Our Biggest Update Yet: Rebuilding The World While Tech Giants Flounder
I'm Maddy King. I work in AI and social impact as founder of Launchbot, helping grow a bunch of social enterprises, nonprofits, startups and businesses. I'm very interested in how we can use tech to build the better world we all know is possible, so this is maybe-regular roundup of things that spark ideas and reinforce that the future isn't written yet – we're writing it.
Massive news. Launchbot's Ads Manager is here!!!!

What does this mean? And why am I so excited!
Social media infrastructure is the most powerful tool in history that we have available to us to grow a good idea. The tech giants that control massive social media have demonstrated pretty dubious ethics, and one approach is to opt out entirely. Launchbot’s trojan horse approach is to intentionally use social media as a ladder to grow your good idea - without handing over your wallet to tech giants.
Up until now Launchbot could create a detailed profile of your most engaged community members or customers, and tell you how to update your website or generate content to find and engage more of them.
Launchbot's brand new Ads Manager means with just a couple of clicks, you can now turn that content into a Meta ad that uses Launchbot targeting to reach more people for a fraction of the cost - so you can put those resources back into the impact you want to create. Check out this funny video where I try it out for the first time:
What's unbelievable is that in this test Launchbot is bringing in better results that I achieve manually as a growth marketer with over a decade of experience.
Launchbot just changed the game.
That's achieving the same impact while giving Meta significantly less resources.
So if you spend money on ads, think about your ad spend for the past month and imagine what you could do if you got the same results for a fraction of the price.
If you don't run ads, think about whether your organisation would benefit from reaching hundreds or thousands of the right people. If it's in line with your values, Launchbot can handle the ads for you - and ensure they're targeting the exact right people to grow your biggest supporters.

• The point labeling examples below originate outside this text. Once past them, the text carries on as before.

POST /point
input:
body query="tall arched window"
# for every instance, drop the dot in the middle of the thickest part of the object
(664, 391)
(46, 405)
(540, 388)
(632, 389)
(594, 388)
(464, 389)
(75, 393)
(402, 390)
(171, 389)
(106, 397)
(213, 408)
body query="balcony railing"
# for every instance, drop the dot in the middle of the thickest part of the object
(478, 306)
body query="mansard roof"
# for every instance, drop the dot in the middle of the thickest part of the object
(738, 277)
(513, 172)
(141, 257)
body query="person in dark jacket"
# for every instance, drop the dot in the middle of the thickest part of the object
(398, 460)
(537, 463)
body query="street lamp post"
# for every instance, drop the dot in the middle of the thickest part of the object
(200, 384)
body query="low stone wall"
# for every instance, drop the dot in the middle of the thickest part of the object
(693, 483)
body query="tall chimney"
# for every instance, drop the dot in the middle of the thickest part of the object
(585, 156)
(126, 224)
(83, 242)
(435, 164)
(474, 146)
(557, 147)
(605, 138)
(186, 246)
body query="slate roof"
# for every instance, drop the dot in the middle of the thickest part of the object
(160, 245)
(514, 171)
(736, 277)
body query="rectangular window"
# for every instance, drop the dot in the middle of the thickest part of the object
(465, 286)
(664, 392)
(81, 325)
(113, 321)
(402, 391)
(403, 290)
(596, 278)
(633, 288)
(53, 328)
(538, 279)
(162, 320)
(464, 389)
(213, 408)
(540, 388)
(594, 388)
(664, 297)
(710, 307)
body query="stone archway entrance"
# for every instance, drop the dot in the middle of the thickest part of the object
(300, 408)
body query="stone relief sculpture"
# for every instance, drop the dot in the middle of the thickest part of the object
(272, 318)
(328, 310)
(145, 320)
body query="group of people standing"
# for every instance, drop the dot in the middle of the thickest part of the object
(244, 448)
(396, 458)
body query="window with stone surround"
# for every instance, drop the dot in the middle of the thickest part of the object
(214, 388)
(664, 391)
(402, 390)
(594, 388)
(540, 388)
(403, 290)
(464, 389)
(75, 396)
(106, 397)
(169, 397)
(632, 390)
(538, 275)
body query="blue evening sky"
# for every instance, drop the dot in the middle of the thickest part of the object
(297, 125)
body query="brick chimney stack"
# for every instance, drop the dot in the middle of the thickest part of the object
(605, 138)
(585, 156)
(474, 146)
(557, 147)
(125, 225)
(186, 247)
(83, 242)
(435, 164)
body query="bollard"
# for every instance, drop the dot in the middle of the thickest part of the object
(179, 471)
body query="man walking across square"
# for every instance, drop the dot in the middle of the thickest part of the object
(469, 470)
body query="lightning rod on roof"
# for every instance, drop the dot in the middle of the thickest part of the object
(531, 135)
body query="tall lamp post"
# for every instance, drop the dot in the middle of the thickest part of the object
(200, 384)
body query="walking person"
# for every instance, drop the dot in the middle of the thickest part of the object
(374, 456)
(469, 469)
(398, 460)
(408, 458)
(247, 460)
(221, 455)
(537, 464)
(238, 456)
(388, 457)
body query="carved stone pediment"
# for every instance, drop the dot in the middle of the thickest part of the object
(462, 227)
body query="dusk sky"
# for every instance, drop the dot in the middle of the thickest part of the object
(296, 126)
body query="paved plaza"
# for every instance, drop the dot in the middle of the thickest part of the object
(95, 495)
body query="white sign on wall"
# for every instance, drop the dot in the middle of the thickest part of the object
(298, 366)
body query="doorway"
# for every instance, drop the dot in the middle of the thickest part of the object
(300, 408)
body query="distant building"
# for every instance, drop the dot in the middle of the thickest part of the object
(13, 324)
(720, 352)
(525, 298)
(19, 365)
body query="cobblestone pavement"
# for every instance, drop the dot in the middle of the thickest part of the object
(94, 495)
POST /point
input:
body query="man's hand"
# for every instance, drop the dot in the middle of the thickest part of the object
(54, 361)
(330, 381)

These are just preliminary results, but I'm incredibly excited to release the new tool out into the wild and see how it helps your good idea grow!
Treat yourself
Give it a go for free now and let me know what you think! I'm really interested to hear what results you get. And forward this on to a friend who is getting demolished by Meta ads since the algorithm update.
Join the Webinar
I'm running a webinar on the ads manager at 12pm NZT this Friday 17th October and I'd love you to come! I'll walk through the steps to create a hyper-effective ad, and answer any questions:
Otherwise book in a time here and I'll give you a personal demo.

Launchbot releases AI Mitigation Calculator
Launchbot has released a free tool to help you calculate and mitigate your AI emissions.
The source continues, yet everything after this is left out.